Four servo drives and motors synchronizing the infeed system are supplied by ELAU. So is the PacDrive controller that governs both logic and motion on the high-speed infeed module.

Functions include: the pick-and-place motion of the tray denester/loader, the infeed belt on which trays are fed to the tube-loading robot, and the “racetrack” unit that collates tubes.

“The tubes must be placed precisely under the robot’s vacuum pick heads,” says Paal president Claus Paal. “It would be difficult to get this precision and repeatability with a mechanical system.

“What continues to please us about the ELAU servos is their modularity,” says Paal. “Our software programmers in particular like how easy it is to add another axis of motion should it be needed.”

The example he provides is when the machine design team decides that a pneumatically driven axis isn’t suitable, and they opt for servo-driven actuation. Because ELAU doesn’t use racks or modules with fixed numbers of drives, an additional servo or two can be added with ease, says Paal.

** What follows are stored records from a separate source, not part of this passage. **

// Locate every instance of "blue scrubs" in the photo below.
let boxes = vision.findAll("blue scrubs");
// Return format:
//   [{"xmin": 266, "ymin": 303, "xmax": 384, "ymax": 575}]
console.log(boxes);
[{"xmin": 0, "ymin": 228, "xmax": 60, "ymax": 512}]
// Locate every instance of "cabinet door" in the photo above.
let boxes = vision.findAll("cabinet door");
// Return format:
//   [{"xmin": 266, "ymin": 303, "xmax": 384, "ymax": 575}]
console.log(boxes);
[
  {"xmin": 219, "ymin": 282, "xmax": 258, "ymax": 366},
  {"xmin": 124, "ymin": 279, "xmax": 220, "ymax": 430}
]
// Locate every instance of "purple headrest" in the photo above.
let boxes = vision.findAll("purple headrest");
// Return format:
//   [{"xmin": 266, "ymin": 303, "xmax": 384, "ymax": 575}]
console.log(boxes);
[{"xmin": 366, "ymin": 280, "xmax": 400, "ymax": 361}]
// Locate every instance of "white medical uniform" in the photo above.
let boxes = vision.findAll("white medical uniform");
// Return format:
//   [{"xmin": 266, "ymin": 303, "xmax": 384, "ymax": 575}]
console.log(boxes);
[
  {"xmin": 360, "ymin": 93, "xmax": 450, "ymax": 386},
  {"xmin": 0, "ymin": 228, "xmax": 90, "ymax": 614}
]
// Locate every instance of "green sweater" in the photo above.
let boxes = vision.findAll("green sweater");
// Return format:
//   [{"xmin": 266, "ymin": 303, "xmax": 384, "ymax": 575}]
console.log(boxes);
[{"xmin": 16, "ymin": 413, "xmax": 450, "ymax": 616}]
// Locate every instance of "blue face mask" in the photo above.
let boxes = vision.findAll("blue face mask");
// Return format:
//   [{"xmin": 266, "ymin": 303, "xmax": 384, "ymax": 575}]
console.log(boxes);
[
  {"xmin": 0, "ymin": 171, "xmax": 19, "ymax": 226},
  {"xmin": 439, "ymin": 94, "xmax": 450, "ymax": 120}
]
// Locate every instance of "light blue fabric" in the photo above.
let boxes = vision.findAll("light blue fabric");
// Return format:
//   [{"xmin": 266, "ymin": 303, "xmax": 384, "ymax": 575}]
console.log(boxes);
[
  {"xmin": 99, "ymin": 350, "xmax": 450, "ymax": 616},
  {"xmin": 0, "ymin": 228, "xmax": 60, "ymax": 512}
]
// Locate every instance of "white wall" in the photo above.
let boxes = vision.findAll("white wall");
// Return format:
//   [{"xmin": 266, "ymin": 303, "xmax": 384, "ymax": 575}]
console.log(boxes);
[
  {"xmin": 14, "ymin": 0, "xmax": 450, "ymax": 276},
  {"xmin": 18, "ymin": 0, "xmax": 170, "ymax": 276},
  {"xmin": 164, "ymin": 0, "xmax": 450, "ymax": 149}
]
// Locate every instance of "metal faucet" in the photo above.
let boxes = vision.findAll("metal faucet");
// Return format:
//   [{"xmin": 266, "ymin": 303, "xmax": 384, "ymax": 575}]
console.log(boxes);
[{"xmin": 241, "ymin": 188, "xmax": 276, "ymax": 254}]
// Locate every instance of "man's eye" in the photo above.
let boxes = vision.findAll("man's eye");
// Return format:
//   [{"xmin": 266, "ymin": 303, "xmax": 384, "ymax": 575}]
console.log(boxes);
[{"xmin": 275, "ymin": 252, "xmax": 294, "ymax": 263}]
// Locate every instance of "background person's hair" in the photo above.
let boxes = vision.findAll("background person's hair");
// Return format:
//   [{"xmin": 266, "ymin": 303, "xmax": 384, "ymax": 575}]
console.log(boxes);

Such additions are equally easy from a software standpoint, he says, because there’s no need to write code from scratch. The software comes from a library of function blocks.

Set-up is further simplified because the drive reads descriptive information from a chip in the motor and configures itself to run that motor. The drive also sets its own parameters. Considering that a drive might have up to 250 parameters, this saves considerable time and effort.